> Watching movies in Vision Pro is great at first but most people will stop doing it after the initial novelty excitement wears off
Watching TV/movies in virtual reality seemed like such an incredibly compelling idea that we (the Oculus team at Meta/Facebook) built an entire product around that idea — Oculus Go. Launched in 2018, Oculus Go was the biggest product failure I’ve ever been associated with for the simple reason that it had extremely low retention despite strong partnerships with Netflix and YouTube. Most users who bought Oculus Go completely abandoned the headset after a few weeks.
You can't possibly extrapolate the movie watching retention rate from Oculus Go to Apple Vision Pro. That's like saying most people won't use ipod based on the data we collected from our walkman.
I don't know. I have roughly 0 interest in watching movies with a VR headset. And I have a VR headset, such that I have tried it a bit.
You are also kind of... ignoring the fact that the walkman was very successful. Ridiculously so, in fact. Such that, people did predict ipod like things would be a success because of it. There was a whole line of successful portable music devices leading up to the ipod.
I thought this was one of the most interesting insights because there is a lot of discussion around why Meta isn't / hasn't gone after media viewing as a primary use case. Understanding now that they really tried and it failed hard at Oculus previously adds a lot of insight to that.
I do have to say, for me it does add up to one huge missing element for Vision Pro: why Apple didn't ship some kind of co-presence features on day 1 is totally baffling to me. I think it likely stems from the fact they clearly missed their mark with Personas and presumably they didn't want to then introduce cartoon style avatars like Meta did. They've decided to die on the hill of realistic avatars and they are actually dying there. It means people hate Personas, they don't have co-presence which is damaging the media viewing and preventing a lot of the AR and professional use cases from developing where co-presence is also a must, sometimes the primary feature.
It's fascinating to me because Apple pitched so hard at their headset not being socially isolating, but they ultimately created the most socially isolating headset of all.
Agreed, I've had my Vision Pro for a month, and I still use it to watch shows/movies and as my portable external display. It has its daily and weekly use cases
I loved movie watching with my AVP but I agree it's too uncomfortable, even lying in bed and having less weight on my cheek bones. I watched two hours of Guards of the Galaxy 3 and got tired of wearing it and finished the last hour on my 13" laptop screen
The dual loop makes a world of difference to me. Interestingly, lying in bed makes it more uncomfortable, not less, since more of the weight is on the face.

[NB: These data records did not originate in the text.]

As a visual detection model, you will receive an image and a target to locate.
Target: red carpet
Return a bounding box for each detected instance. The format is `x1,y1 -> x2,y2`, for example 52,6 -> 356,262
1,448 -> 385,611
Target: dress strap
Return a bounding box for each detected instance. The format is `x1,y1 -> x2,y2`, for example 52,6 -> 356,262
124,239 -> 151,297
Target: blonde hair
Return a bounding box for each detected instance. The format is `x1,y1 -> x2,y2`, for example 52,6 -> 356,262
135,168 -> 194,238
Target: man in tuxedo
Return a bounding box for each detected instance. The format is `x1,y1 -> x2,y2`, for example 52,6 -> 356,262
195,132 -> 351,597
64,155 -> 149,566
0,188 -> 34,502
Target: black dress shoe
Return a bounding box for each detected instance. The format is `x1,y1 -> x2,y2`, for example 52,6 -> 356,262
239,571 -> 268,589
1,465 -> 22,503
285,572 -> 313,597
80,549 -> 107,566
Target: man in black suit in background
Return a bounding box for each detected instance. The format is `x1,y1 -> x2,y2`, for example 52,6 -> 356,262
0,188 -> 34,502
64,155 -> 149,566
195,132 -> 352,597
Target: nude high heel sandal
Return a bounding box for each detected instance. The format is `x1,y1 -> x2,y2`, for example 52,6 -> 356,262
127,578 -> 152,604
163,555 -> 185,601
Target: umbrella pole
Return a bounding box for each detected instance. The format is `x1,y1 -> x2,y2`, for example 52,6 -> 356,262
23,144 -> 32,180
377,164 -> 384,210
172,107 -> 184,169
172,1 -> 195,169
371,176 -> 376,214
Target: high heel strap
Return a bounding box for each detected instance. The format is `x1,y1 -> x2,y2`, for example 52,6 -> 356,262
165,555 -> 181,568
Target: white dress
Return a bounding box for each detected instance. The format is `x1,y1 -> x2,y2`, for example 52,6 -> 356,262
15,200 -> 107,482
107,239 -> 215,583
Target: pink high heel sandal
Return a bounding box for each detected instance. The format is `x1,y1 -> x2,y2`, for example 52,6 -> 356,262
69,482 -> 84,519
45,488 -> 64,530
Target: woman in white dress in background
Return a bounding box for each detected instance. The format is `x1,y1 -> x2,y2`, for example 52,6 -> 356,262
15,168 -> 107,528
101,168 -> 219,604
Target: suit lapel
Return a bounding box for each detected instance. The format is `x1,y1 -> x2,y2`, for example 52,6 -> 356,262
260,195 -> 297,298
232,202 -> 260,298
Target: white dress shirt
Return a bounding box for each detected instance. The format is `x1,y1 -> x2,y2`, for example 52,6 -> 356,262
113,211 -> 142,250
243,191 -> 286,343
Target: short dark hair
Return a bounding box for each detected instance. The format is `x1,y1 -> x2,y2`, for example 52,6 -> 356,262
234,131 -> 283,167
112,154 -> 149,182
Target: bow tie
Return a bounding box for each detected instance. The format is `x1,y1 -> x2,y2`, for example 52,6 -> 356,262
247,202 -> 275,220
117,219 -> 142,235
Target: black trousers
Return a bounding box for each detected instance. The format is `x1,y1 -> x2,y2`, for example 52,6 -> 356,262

I wear it about 30 min at a time, 2 min breaks in between, 2-3 hours total daily.
Daily use case: portable Macbook monitor
weekly use case: watching shows or a movie. I have to pause due to dry eyes, not due to the heaviness. After the first 2 days of using it, it's not actually that heavy afterward, but it is noticeable if you pay attention.
Why not? The device has a very similar form factor and the use case is the same, except they’re missing the partnerships with Netflix and YouTube. The Walkman was also an incredibly popular device for years. Not to undersell the iPod, either, but I think the innovation was as much in the distribution channel (iTunes) as the product design.
People keep vastly overestimating the amount of content that is consumed in group settings.
I watch a show / movie with my girlfriend a couple times a week. A nice TV is still better for that obviously.
But I watch stuff on my own every single day. Personal media consumption for me is probably 8x my group-based consumption. I would wager most people these days have similar habits.
I do think my situation fits current society more though. Families under one roof consuming media only through the shared TV is less and less how the (at least Western) world operates.
You can't possibly extrapolate the movie watching retention rate from Oculus Go to Apple Vision Pro. That's like saying most people won't use ipod based on the data we collected from our walkman.